@Boom, thank You for the answers. Together with the picture of the quadrant, it does seem to point into a certain direction.

1. The propellers feathered at the same time the flaps were supposed to go to 30. It stretches my imagination a bit to assume an unscheduled feather to strike both engines right at this time, without autofeather armed and bypassing all the internal safety nets such as the mentioned lockout on the far engine.

2. Looking at the quadrant, not only are the flap lever and the condition levers right beside each other. Also, their respective position may well have been quite similar. I obviously stand to be corrected here, but I gathered that the condition levers are normally in "AUTO" in this flight phase - the flap lever was in position 15°, so they were rather adjacent to each other. Additionally, the required travel from 15° to 30° on the flap levers seems rather similar to the travel from AUTO to FTR on the condition levers. The haptic differences between two versus one lever and the very different unlatching actions seem to be the only remaining 2 cheese layers that prevent a misselection in a rather high-workload situation in which the often-performed selection may be performed without looking at what lever is being grabbed.

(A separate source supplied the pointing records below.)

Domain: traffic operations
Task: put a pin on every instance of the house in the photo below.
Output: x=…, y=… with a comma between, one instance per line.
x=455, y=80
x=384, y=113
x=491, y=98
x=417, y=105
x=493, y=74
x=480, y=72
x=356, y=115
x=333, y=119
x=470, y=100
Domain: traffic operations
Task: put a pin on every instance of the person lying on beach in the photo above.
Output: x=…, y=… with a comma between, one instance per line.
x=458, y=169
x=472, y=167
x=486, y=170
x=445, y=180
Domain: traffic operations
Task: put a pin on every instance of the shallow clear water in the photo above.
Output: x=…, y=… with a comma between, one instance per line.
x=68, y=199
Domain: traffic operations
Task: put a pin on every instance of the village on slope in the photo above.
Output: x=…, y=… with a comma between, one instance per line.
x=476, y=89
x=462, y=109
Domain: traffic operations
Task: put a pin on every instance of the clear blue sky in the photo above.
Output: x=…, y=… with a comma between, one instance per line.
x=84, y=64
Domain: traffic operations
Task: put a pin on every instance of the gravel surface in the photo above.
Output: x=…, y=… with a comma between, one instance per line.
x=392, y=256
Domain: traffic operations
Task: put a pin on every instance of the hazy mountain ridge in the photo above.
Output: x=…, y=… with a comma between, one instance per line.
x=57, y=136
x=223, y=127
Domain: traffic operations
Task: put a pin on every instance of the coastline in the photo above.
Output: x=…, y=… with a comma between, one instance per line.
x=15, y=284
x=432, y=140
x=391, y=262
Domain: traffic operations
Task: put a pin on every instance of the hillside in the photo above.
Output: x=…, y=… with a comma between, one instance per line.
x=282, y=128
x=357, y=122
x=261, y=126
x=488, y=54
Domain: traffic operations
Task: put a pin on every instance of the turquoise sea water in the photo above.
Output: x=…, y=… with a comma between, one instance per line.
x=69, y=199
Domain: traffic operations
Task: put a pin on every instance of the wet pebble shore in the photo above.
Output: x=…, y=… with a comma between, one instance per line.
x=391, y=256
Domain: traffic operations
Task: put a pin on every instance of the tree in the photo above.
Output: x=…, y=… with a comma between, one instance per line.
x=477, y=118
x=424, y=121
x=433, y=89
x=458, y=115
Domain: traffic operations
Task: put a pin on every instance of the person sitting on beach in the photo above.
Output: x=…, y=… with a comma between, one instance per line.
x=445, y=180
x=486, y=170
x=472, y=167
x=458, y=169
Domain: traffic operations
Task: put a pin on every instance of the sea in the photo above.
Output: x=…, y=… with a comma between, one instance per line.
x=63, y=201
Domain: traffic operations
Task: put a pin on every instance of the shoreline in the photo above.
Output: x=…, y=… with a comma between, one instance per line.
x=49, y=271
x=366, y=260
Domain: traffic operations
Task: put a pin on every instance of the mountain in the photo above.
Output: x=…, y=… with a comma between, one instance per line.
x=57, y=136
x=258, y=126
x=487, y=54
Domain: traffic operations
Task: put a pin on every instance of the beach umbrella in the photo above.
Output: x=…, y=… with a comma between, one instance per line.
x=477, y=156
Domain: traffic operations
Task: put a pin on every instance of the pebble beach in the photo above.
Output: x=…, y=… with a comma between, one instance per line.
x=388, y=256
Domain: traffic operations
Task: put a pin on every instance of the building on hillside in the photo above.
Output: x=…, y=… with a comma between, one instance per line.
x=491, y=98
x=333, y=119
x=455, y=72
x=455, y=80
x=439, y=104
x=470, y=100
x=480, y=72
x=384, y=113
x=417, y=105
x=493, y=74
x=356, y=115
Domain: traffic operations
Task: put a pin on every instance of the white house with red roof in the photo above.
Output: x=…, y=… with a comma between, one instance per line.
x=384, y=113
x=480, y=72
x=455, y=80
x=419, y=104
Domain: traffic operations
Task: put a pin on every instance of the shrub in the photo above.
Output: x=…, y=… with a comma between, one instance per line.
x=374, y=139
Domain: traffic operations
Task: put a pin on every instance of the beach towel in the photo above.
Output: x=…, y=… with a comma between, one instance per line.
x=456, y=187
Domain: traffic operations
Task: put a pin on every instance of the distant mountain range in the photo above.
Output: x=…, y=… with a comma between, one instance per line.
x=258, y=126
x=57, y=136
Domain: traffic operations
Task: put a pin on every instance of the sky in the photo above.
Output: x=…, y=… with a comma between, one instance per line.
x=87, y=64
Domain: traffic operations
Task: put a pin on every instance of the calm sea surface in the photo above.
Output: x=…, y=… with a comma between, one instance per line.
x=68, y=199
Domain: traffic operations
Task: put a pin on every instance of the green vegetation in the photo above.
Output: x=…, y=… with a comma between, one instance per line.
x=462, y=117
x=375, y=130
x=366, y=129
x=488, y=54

About the engines and their connection to the hydraulic pumps, as the question was asked: On a PW120, the hydraulic pump is mounted on the propeller reduction gear box along with the variable frequency AC generator and other things. The turbomachinery drives the DC starter generator that generally speaking provides the low(er) watt systems. If one propeller is feathered and the other is running, the good engine will provide power to the failed engines hydraulic system in some way (be it via an AC electric auxiliary pump or a unidirectional PTU), but with all engines feathered, hydraulics will generally end up unpressurised, whether or not the turbomachinery is still running.